The Cost-Benefit Balance

Despite these findings, a variety of economic analyses have estimated that the benefits associated with the CWA are mainly outweighed by the costs of the program. The researchers looked at 20 different economic analyses to discover the conclusions of their cost-benefit analyses. What’s interesting is that when compared with the impacts of other environmental protection acts like the Clean Air Act, the Clean Water Act apparently has a greater cost compared to benefits while other acts have greater benefits compared to costs.

Joseph Shapiro, one of the researchers and associate professor of resource economics and agriculture at the College of Natural Resources UC Berkeley, explains the research team was shocked to find that the benefits found for the program were so low in comparison to the stated costs, especially when considering the evidence that water pollution has dramatically declined over the decades the CWA has been enforced.

The research team suggests that many of the economic analyses done on the Clean Water Act could be failing to account for certain benefits like fewer industrial chemicals in waterways (chemicals that are not currently included in the testing of water quality) and better public health due to cleaner water.

Benefits Unaccounted For

There are multiple ways of assessing the cost-benefit ratio of a policy. Aggregating all the monetary costs and benefits of a policy is one way to evaluate it, but it is also important to evaluate nonmonetary costs and benefits. Nonmonetary benefits and costs are not always immediately apparent. For instance, the cost of a policy such as the Clean Water Act would not only include direct investments into wastewater treatment programs, it would also include indirect investments made by industries and companies during their attempts to improve wastewater treatment and management. Indirect benefits may include increases in housing prices within a treated region or a decreased amount of travel needed to find a suitable swimming or fishing spot.

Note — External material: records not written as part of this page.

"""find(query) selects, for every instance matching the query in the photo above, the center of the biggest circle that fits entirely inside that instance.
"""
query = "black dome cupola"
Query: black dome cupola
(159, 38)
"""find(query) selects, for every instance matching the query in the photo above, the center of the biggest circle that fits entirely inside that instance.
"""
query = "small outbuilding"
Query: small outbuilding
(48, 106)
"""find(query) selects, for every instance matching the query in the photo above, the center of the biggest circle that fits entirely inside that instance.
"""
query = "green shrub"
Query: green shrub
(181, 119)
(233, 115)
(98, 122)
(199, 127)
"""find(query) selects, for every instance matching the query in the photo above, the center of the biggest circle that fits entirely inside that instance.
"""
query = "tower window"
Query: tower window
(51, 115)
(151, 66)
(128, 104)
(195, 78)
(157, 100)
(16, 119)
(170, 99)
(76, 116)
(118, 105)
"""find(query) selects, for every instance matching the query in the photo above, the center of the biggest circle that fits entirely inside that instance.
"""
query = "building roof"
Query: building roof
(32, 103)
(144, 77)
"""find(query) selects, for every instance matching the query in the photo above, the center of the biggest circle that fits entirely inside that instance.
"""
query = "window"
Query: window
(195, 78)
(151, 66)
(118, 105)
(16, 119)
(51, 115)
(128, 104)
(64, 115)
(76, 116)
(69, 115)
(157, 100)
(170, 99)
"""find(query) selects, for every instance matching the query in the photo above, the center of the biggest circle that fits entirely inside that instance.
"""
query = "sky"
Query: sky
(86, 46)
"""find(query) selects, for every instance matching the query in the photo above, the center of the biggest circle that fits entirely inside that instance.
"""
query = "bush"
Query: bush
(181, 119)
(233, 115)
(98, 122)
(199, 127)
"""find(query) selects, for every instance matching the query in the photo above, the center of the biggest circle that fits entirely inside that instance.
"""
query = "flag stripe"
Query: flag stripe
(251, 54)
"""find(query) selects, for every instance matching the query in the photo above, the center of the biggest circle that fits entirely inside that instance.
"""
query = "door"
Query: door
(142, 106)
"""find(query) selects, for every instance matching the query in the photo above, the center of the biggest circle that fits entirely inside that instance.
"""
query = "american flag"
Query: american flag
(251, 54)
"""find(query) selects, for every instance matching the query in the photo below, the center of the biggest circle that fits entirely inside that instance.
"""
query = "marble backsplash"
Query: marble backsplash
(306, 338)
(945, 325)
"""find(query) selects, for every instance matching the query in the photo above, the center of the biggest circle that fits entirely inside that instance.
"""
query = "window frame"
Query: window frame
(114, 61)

The research team did their own analysis of the cost-benefit ratio for the Clean Water Act and then combined their results with the results of 19 other analyses done by the EPA and hydrologists. According to the researchers, the economic benefit of the legislation was a little less than half of the costs incurred by the project. However, Shapiro is suspicious that these analyses may not tell the whole story behind the effects of the CWA. Shapiro explains:

Many of these studies count little or no benefit of cleaning up rivers, lakes, and streams for human health because they assume that if we drink the water, it goes through a separate purification process, and no matter how dirty the water in the river is, it’s not going to affect people’s health. The recent controversy in Flint, MI, recently seems contrary to that view.

Shapiro goes on to say that other uncounted benefits to waste treatment are the thousands of chemicals that go untested for in water. Currently, water treatment plants only test for the presence of a few hundred different chemicals, yet industries located in the US produce around 70,000 different chemicals, meaning it is quite possible that the current studies aren’t tracking the presence of many chemicals being reduced by the CWA.

Shapiro says that even if the economic costs did outweigh the economic benefits, Americans shouldn’t be too quick to give up on the Clean Water Act or a desire for clean water generally. Shapiro says that there are many different ways to enhance the quality of water, and while some of the methods used to improve water quality may be an excellent investment, others may not be. Therefore, it is possible for the Clean Water Act to both be a valuable and important project overall and that some of its methods may fail a cost-benefit test.